I’ve always admired resourcefulness and independence, something that Depression-era people had in spades. Relative to out ancestors, our lives are generally marked by comfort and convenience, and the skills and mindset necessitated by abject poverty have faded in successive generations. Steinbeck paints a picture of families (and what’s left of their belongings) loaded into beat-up old jalopies – cars barely adequate for making it down the driveway – trundling across country, requiring constant maintenance. What happens when you begin to lose a crankshaft bearing in the middle of the Nevada desert? You tear the engine down and make a temporary replacement bearing with a piece of your leather belt. Got another flat tire? Remove the inner tube and place the 25th patch on it in hopes that it will last a few more miles. Has your engine boiled off most of the water again? Be prepared to walk for miles in hopes of finding a stream in order to haul water by the bucket.

There is a romantic notion that vintage VW owners posses – and indeed, embrace – the ideals of resourcefulness and independence. There definitely is a grain of truth to this perception, at least in my experience years ago working on cars at an air-cooled VW shop while paying my way through university. I regularly encountered varying degrees of resourcefulness as owners attempted to maintain their cars. Whether driven by frugalness, ignorance or incompetence – something we can all relate to during different stages in our lives – I was continually amazed at the work some owners did to keep their cars on the road. One was often both impressed by the ingenuity, and frightened by the lack of forethought (and its potential impact to things like safety).

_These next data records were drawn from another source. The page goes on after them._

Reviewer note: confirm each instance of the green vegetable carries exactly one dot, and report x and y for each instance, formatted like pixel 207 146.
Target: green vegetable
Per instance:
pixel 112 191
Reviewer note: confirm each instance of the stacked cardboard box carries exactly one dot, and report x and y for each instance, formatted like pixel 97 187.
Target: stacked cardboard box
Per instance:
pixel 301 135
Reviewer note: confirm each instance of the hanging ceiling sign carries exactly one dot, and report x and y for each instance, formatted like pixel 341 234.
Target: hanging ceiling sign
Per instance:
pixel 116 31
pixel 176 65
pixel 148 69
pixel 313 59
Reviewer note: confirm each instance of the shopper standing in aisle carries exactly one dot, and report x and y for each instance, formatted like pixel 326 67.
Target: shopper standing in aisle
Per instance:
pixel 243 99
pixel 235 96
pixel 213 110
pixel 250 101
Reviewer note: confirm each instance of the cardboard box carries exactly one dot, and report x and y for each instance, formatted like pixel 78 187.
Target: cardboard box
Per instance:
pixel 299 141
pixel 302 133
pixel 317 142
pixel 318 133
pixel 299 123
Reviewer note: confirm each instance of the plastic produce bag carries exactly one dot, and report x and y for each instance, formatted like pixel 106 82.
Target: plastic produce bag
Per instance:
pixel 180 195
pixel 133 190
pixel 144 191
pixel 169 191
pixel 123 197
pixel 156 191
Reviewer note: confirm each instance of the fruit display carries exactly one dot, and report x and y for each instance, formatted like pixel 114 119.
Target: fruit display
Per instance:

One of my favourite stories, however, occurred when a customer brought his mid ‘70s-era Beetle in for a new accelerator cable. He explained that he and his buddy had taken the Beetle for a drive to their favourite fishing ‘hole’. The day could not have gone better; a lazy day spent in the shade of an old oak tree on the banks of a flowing river. And they even caught some fish. During the hour long drive home, while regaling in stories about the ‘one that got away’, the accelerator pedal suddenly dropped to the floor. They quickly determined that the accelerator pedal had broken, and unfortunately, did not have a spare. In the middle of a country road with no houses near by – this was pre-cell phone days – they were stranded. Sitting in the grass deciding what they were going to do, the car’s owner noticed his fishing pole leaning out of the passenger side window, and had an idea.

With the fishing pole still leaning outside the window, he untied the fishing hook from the end of the line and ran the line towards the rear of the car. Reaching between the front of the fan shroud and the firewall and wiggling the throttle cable tube, he was able to thread the fishing line through the tube towards the carburetor. Retying the fishing hook onto the end, he attached the fishing line to the throttle arm. Hopping back into the wounded Beetle – and with some practice – they were able to drive the Beetle home. How? The driver depressed the clutch and placed it into first gear. The passenger, holding onto his fishing rod – and bringing in the line as if he had caught a Mako shark – was able to accelerate the engine. The driver then released the clutch and they were on the way. When it came time to shift up to the next gear, the passenger pressed the release button on his fishing rod, which causes the accelerator to go back to idle. The driver then depressed the clutch, and the passenger once again reeled in the line to accelerate the car.

They apparently attracted quite a bit of attention as they drove down the highway. They found that it worked surprisingly well, as long as they were smooth enough to drive with the deck lid open (rough starts would cause the deck lid to slam shut, pinching the fishing line against the body).

As he told me this story at the shop, my eyes wide open and my jaw dropped, he was as amazed by my reaction as I was of his ingenuity. With dead pan eyes and an expressionless face, he responded, “Well what the heck did you expect me to do? We had to get home to cook our fish!”